İMRALI TUTANAKLARI 6


    
Sırrı Süreyya, Öcalan’a soruyor: “Sizin konumunuz ne olacak?”
Öcalan şu yanıtı veriyor: “Ne ev hapsi ne de af… Bunlara gerek kalmayacak. Herkes, hepimiz özgür olacağız. Şunu bilin ki bu hamlem komployu boşa çıkaracaktır. Ben komployu aşıyorum. Başarılı olursam, ne KCK tutuklusu kalır ne başkası. Bu olmazsa elli bin kişiyle halk savaşı olacak. Ölen ölecek, ben karışmıyorum. Yalnız herkes bilmeli ki: ne eskisi gibi yaşayacağız ne de eskisi savaşacağız. Kendime güveniyorum. Şunu iyi bilin devlet de ben de vazgeçemeyiz.”         
Bölücü başının yanıtında özgür kalacağının kararlılığı var. Ev hapsi ve affında dışında bir özgürlük ne olabilir? Bir tek şey olur. Bölücülerin yıllardan beri savaşını verdikleri Kürdistan olur.

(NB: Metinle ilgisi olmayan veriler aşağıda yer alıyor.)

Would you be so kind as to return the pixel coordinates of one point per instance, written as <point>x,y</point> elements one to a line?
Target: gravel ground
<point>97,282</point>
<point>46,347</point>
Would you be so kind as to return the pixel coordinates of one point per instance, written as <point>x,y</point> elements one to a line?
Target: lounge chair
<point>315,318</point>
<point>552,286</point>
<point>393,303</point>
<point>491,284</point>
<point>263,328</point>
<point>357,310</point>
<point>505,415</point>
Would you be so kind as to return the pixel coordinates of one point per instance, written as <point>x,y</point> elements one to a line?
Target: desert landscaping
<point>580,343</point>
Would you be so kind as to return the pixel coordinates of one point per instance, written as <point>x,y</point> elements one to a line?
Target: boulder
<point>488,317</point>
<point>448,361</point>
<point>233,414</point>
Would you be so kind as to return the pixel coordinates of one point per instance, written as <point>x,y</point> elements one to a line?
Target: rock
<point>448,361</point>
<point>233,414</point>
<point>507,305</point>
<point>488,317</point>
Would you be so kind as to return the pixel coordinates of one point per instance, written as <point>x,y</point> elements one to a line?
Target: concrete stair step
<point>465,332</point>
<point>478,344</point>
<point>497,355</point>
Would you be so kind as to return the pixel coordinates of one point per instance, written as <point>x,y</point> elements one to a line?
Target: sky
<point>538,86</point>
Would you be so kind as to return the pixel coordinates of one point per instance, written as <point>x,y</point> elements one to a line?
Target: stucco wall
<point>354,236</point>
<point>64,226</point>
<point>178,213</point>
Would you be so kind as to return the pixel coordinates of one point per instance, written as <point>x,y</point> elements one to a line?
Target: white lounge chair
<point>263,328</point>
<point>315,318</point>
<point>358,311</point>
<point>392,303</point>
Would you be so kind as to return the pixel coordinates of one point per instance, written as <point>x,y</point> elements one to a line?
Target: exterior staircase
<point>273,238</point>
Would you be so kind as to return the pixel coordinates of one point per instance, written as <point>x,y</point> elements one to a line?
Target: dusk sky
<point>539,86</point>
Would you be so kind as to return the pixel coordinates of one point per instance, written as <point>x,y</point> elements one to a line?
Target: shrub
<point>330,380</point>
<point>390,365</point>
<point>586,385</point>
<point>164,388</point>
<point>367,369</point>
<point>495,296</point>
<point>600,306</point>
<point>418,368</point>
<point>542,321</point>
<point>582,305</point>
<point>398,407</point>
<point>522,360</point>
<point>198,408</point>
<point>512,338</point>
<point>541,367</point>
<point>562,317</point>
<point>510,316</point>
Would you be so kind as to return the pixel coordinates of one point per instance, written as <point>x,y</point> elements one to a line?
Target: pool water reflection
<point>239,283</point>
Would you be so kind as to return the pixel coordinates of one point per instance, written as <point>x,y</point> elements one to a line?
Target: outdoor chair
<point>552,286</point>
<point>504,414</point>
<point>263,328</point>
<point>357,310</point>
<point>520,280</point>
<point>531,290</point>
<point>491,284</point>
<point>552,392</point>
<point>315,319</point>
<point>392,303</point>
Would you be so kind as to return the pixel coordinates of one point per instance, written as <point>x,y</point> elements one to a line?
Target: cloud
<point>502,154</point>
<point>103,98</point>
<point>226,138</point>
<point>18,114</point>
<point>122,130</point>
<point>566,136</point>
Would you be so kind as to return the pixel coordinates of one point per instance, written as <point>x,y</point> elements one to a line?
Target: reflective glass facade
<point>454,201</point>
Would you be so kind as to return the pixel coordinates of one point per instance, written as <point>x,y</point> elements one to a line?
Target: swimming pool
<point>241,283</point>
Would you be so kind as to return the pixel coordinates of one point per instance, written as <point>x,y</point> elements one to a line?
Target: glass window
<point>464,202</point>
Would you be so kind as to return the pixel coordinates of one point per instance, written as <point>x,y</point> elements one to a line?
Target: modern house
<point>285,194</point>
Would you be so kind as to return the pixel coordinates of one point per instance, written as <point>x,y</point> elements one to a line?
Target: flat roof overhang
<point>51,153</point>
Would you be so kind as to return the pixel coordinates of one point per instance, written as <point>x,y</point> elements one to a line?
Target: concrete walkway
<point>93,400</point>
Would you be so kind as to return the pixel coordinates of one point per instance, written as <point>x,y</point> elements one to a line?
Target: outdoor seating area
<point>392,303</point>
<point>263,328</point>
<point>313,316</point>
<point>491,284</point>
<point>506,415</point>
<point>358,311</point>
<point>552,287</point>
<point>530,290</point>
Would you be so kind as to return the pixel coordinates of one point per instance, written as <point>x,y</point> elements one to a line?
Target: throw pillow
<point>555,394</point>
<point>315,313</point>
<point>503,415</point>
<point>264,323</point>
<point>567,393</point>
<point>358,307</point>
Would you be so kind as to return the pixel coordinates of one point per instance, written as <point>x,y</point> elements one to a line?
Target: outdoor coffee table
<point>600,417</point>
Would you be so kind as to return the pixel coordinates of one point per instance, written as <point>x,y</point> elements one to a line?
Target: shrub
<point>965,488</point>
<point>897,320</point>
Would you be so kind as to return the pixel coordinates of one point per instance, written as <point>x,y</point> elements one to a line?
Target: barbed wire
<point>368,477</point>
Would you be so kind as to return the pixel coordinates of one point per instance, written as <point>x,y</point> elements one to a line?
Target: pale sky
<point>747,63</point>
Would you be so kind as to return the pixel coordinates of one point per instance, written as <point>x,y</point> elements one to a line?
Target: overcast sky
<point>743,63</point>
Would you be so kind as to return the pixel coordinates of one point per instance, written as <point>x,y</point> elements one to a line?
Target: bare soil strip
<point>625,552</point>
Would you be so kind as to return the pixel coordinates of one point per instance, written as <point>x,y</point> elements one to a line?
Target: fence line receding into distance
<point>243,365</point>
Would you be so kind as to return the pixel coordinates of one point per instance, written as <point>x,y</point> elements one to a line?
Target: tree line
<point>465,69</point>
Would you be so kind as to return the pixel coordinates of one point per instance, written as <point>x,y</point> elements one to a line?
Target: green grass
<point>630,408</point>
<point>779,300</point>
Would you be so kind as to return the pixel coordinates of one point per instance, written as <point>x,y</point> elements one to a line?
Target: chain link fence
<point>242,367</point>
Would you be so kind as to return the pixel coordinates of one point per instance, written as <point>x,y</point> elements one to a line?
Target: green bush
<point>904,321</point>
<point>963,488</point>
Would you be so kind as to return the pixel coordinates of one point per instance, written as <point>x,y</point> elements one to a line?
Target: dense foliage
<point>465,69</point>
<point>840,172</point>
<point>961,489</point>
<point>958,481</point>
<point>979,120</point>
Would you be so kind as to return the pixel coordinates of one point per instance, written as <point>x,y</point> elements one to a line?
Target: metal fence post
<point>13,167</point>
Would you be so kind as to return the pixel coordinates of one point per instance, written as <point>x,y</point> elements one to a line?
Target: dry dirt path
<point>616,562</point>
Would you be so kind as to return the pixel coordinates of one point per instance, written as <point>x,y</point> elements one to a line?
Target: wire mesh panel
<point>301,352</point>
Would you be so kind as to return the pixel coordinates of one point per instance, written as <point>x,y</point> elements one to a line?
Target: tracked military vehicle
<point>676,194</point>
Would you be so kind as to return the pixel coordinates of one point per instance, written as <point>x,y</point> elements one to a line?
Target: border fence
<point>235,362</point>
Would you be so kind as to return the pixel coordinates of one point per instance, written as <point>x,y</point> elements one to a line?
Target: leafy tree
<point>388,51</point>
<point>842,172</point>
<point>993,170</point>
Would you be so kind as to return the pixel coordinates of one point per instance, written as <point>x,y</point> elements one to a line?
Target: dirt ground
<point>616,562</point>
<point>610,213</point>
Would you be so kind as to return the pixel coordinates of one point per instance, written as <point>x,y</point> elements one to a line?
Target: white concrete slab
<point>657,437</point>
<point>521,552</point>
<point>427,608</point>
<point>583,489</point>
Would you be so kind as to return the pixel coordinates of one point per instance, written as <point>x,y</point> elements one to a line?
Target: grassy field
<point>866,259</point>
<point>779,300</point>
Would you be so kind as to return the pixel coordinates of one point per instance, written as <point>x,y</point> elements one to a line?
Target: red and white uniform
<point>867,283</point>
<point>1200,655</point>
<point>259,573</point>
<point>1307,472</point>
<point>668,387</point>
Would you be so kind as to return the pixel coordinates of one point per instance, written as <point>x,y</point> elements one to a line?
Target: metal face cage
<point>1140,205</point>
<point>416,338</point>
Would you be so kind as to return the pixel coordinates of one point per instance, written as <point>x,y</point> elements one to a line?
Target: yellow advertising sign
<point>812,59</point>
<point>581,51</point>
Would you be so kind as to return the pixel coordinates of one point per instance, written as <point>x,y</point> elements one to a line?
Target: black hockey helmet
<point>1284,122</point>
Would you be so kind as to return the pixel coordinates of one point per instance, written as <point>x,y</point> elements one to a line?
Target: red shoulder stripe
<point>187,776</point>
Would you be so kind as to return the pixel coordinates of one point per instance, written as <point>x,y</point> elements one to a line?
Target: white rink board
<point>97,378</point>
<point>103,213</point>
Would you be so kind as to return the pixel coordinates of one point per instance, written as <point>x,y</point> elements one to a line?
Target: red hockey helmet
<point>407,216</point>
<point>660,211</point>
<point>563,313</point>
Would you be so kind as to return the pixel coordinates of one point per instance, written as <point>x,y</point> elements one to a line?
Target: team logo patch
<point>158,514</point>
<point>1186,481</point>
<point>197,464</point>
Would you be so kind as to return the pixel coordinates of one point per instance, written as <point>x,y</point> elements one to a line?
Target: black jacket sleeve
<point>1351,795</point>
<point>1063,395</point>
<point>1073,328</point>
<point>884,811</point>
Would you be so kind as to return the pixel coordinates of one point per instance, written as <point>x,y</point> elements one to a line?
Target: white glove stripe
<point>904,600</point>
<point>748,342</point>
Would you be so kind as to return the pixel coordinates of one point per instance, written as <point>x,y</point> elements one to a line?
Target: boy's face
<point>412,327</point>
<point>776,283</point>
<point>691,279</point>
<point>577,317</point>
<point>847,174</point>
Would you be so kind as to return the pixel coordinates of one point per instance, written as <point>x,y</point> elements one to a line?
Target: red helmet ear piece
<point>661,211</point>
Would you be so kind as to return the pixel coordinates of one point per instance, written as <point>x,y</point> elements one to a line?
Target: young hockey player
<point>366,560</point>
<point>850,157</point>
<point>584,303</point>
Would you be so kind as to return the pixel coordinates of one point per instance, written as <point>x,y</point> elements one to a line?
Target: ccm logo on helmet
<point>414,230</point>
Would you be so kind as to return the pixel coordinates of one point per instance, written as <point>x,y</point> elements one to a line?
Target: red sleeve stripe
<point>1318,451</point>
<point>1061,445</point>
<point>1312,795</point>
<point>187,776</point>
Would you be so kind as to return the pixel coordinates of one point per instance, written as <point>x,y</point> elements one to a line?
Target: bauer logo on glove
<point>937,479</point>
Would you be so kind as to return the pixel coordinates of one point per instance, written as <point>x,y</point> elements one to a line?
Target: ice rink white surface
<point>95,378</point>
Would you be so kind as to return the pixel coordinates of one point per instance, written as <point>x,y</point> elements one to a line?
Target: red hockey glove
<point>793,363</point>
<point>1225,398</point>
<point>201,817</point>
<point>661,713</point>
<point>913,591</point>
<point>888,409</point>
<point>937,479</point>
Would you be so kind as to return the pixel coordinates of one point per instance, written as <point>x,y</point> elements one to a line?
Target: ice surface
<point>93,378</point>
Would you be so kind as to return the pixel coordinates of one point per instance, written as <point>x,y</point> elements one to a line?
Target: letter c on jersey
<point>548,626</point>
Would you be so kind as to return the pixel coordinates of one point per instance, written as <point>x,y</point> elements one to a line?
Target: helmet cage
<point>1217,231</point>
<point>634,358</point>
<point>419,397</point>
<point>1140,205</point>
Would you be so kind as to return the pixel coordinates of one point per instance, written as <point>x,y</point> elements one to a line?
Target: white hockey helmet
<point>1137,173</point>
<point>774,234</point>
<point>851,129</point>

Kendi devletini kurunca ev hapsine de affa da gerek kalmaz. İmralı’dan çıkar tıpış tıpış BOP’la oluşacak 2.İsrail’in başına geçer. Demek ki bu konuda RTE ile APO arasında sağlam bir anlaşma var. Hem de ABD’nin güvencesinde…
“Hepimiz özgür olacağız.” sözüyle de bütün Kürtler kastedilmekte. AKP-PKK anlaşmasının ayrışmaya gitmekte olduğunu iki taraf da bilmekte. Çünkü her şey BOP gereğince bölünme planına uygun.
“Eskisi gibi yaşamamak ve savaşmamak” la ne anlatmak istiyor bölücü başı. Bu sözlerle tabana “Güçlüyüz!” iletisi verilmek isteniyor öncelikle. “ABD’ye de AKP’ye de teslim olmadık.” demek istiyor teslimiyetini gizlemek için. Kürtlerin aldatıldıklarını fark etmemeleri için kendince cesaret örtüleri örtüyor kirli anlaşmaların üstüne. Ancak şunu bilmiyor ki ne örtersen ört, ihanetin boyutu çok büyük ve hiçbir örtü kapatamaz bu kirliliği.
“Devletin de Apo’nun da vazgeçemeyeceği” nedir? Aralarında nasıl bir bağıt var ki ikisinin de vazgeçmesi olanaksız. Sözler ABD nezaretinde verilmiştir. Görevler de aynı merkezden iki tarafa tebliğ edilmiştir. Bölücü başı RTE’ye, RTE de ABD’ye teslim olmuştur. Bu teslimiyetten dönüş yok! İşte, “vazgeçememe” kararlılığı budur.
İmralı tutanaklarının basına sehven sızdığına inanmıyorum. Tutanakların bilinçli olarak sızdırıldığı kanısındayım. Hatta bu sızdırmadan iktidarın haberinin olmadığı da söylenemez. Neden mi? Tutanaklar sızdırılarak kamuoyu ve PKK tabanı ihanet sürecine inandırılmaya çalışıldı. 21 Mart’ın alt yapısı hazırlandı bu yolla.
Habur ve Oslo açılımlarından sonra başlayan İmralı süreci, rezaletin son perdesi. Tutanakların yayımlanması, AKP-PKK’nın amacına ulaşmasını zorlaştıracak. Burada yapılan toplum mühendisliği terse dönecek. Halk, üç perdelik ihanet oyununun son bölümünde gözünü açmaya başladı. Güneşin aydınlığı puslu havayı dağıtacak, oyun sona erecek.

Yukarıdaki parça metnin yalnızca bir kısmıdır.